The trial court correctly held that defendants’ failure to provide bleacher seating with a side guardrail, as required by the Building Code (Administrative Code of City of NY § 27-531 [a] [8] [d]), rendered the bleachers unsafe as a matter of law (see, Martin v Herzog, 228 NY 164; Guzman v Haven Plaza Hous. Dev. Fund Co., 69 NY2d 559, 565, n 3; cf., Juarez v Wavecrest Mgt. Team, 88 NY2d 628, 645), and then correctly left it to the jury to decide whether such unsafe condition proximately caused plaintiffs injuries and, if so, whether any comparative negligence contributed thereto (see, Azzue v Galore Realty, 172 AD2d 467, lv denied 78 NY2d 856).
The jury’s findings that plaintiffs injuries were proximately caused by the absence of a guardrail, and that no negligence on plaintiffs part contributed to his injuries, turned largely on credibility, and are not against the weight of the evidence (see, Nicastro v Park, 113 AD2d 129, 134-135).
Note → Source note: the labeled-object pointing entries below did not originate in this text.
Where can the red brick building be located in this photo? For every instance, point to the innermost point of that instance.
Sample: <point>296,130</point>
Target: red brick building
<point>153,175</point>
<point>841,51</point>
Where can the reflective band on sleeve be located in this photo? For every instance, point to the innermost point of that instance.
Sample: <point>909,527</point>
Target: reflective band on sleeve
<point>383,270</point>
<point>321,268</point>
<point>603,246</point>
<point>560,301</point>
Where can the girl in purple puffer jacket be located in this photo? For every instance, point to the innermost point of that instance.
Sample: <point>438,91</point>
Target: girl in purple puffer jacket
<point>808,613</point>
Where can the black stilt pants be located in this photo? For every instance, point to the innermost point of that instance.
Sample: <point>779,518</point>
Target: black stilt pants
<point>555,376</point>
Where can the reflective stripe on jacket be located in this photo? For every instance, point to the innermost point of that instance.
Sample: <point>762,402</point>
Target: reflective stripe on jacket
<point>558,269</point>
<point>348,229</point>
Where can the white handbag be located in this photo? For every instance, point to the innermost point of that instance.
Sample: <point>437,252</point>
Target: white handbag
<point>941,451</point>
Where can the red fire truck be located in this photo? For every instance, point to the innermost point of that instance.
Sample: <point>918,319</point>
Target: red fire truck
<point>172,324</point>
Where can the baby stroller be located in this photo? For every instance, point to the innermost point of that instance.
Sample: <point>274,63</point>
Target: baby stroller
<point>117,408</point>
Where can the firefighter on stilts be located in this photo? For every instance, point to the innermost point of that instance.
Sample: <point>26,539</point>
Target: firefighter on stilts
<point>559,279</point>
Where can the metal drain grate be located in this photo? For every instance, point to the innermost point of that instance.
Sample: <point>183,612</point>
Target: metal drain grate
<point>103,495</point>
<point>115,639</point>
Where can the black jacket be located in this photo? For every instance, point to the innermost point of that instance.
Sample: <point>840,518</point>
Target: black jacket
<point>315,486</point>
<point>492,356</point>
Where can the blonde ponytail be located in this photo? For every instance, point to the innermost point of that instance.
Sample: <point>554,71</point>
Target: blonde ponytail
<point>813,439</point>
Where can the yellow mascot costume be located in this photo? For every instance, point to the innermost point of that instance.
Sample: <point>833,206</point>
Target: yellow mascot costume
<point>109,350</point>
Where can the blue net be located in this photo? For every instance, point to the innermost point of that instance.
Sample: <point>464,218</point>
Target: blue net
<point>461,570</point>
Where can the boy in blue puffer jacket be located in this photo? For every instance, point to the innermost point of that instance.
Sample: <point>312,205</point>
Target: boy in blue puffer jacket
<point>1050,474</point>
We reject defendant’s argument that because plaintiff never instituted a CPLR article 78 proceeding challenging his termination as a probationary police officer, the trial court should not have permitted the jury to determine that he was dismissed from the police force because of the injuries sustained in this accident, and to make awards for past and future lost earnings on the basis of that finding. Plaintiff is not *63challenging his termination, and an issue of fact as to whether his termination was based on his performance or the injuries he sustained in this accident was properly submitted to the jury. We find, however, the award for future lost earnings excessive to the extent indicated. We have considered defendants’ remaining contentions and find them unpersuasive. Concur — Ellerin, P. J., Nardelli, Williams, Rubin and Andrias, JJ.